REGENERATION IS THE NEW THEME FOR CORPORATE SOCIAL RESPONSIBILITY POST-COVID-19
Impactful CSR Initiatives Need To Be Top Driven, Sustainable
And Involve The Entire Stakeholder Ecosystem
Businesses must embrace Corporate Social Responsibility (CSR) as part of their business strategies to rise in the new normal. The key areas that must be addressed are: the review of the role of CSR in driving sustainability, the need for regenerative solutions to tackle climate change, and the engagement of local communities.

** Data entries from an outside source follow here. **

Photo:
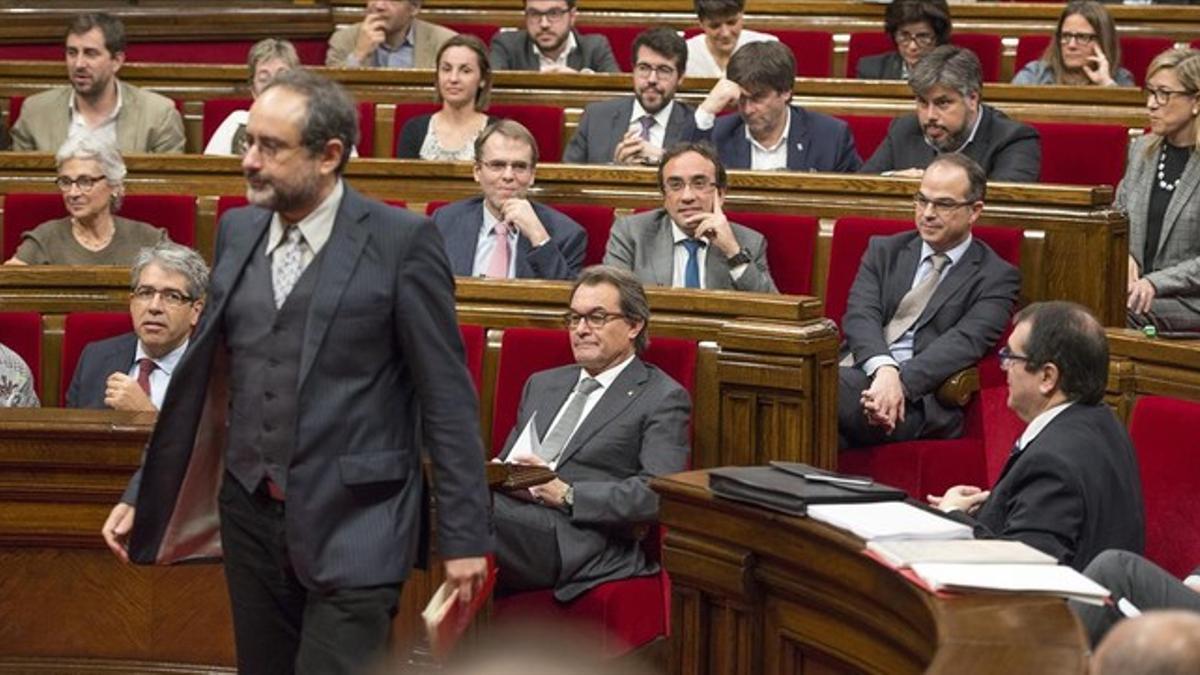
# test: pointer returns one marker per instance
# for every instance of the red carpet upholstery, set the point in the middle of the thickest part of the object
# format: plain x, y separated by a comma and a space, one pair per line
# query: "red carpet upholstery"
1168, 447
1063, 145
25, 210
633, 611
22, 333
79, 330
791, 244
923, 467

This call was made by a panel of experts during the recent ‘CSR – Luxury or Necessity?’ webinar, organised by Centriq PR, an award-winning independent public relations consultancy.
The panel discussion featured John Elkington, the ‘godfather of sustainability’ who coined the breakthrough ‘Triple Bottom Line’ (People, Planet and Profit) concept for CSR, and Professor Datuk Dr Rokiah Hj Omar, Director of University Community Transformation Centre (UCTC) from Universiti Kebangsaan Malaysia. It was moderated by Centriq PR Managing Director, Jacqueline Arnold,
In her preamble Arnold said, “CSR plays a great role in influencing the speed and depth of social and economic recovery. Traditional CSR practices are no longer enough. If we are going to 'Build Back Better' after this global Covid-19 pandemic, we need to start thinking about CSR and doing it now. This way, we can give people more of a ‘hand up’ rather than a ‘handout.”

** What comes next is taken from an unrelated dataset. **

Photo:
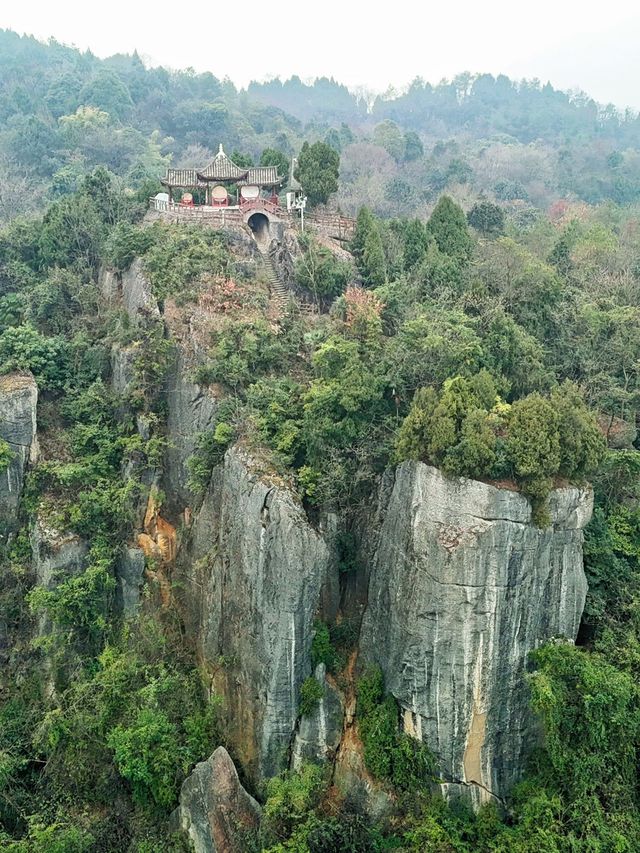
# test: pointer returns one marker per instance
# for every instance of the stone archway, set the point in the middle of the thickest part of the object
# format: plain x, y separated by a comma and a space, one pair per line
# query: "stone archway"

Panellist and ‘Sustainability Guru’, Elkington emphasized the need for a profound shift in CSR that is designed for the people, the planet and prosperity. CSR needs to be transformed to adopt the ‘Green Swan’ characteristics and help regenerate our natural, social and economic worlds through Regenerative Capitalism. This is an effort to get the entire economic and political region to embrace both inclusive and decarbonised clean growth.”
Elkington explained that for longer term survival, security and competitive advantage, leading-edge business models now increasingly aim to achieve exponential progress in four key areas:
Social: They deliver both financial and extra-financial value through positive impacts for people, in the present and in the future.
Lean: They optimise the use of all types of capital, from physical and financial through human and intellectual to social and natural forms.
Integrated: Increasingly, they are integrated, managing financial and extra-financial value creation across economic, social and environmental systems.
Circular: And over time they must have the potential to become increasingly circular, sustaining inputs and outputs at their highest value in both technical and biological cycles.
“Regenerative businesses also represent a huge opportunity for ambitious startups to lead the way in the recovery from the pandemic. Rather than following a straight “how to be regenerative” list, set up your business according to a set of principles. They’ll have greater resilience than companies using current business models,” he said.
In sharing UCTC’s stance, Professor Rokiah explained the need to embrace CSR initiatives to help revive and rebuild the local communities in the long run. “In Malaysia, many organisations still perceive CSR as community outreach projects, citing cash donations or volunteering activities as the norm. These initiatives are often one-off projects with a short-term impact,” she said.
“We should get young people involved in the transformation process that businesses aspire to champion. Most of the time, if you do not empower them, they will just sit and not do anything. It is very important to engage the youth, as we want to create community leaders who make a difference,” Professor Rokiah explained.
During a quick poll conducted prior to the webinar, 61% of the 200 respondents claimed they were familiar with the triple bottom line concept. However, only 23% of this number had an established key performance index involving all three elements of the triple bottom line concept in their organisations.
The panellists recommended a list of priorities for organisations to undertake on order to embrace sustainable CSR efforts:
Start with an assessment to identify the real needs of your target community.
Put in place a target community problem solving plan.
Implement and monitor the project.
Analyse the impact of the project by measuring the work.
Engage and empower the youth to be community leaders in the transformation.
Document to indicate and keep track of the success of the project.
Arnold concluded, “CSR is a journey and goes hand-in-hand with proper communication with a business’ stakeholders. It can help maintain the confidence and goodwill that a business needs and ultimately support an organisation’s long term objectives and profitability. We need to step our communication efforts and reach out to the community and engage our stakeholders.”
The webinar was well-attended by 100 participants from diverse industries including banking and finance, property, healthcare, education, non-profit organisations, and social enterprises. Participants ranged from CEOs and business owners, to heads of marketing, communications and public relations.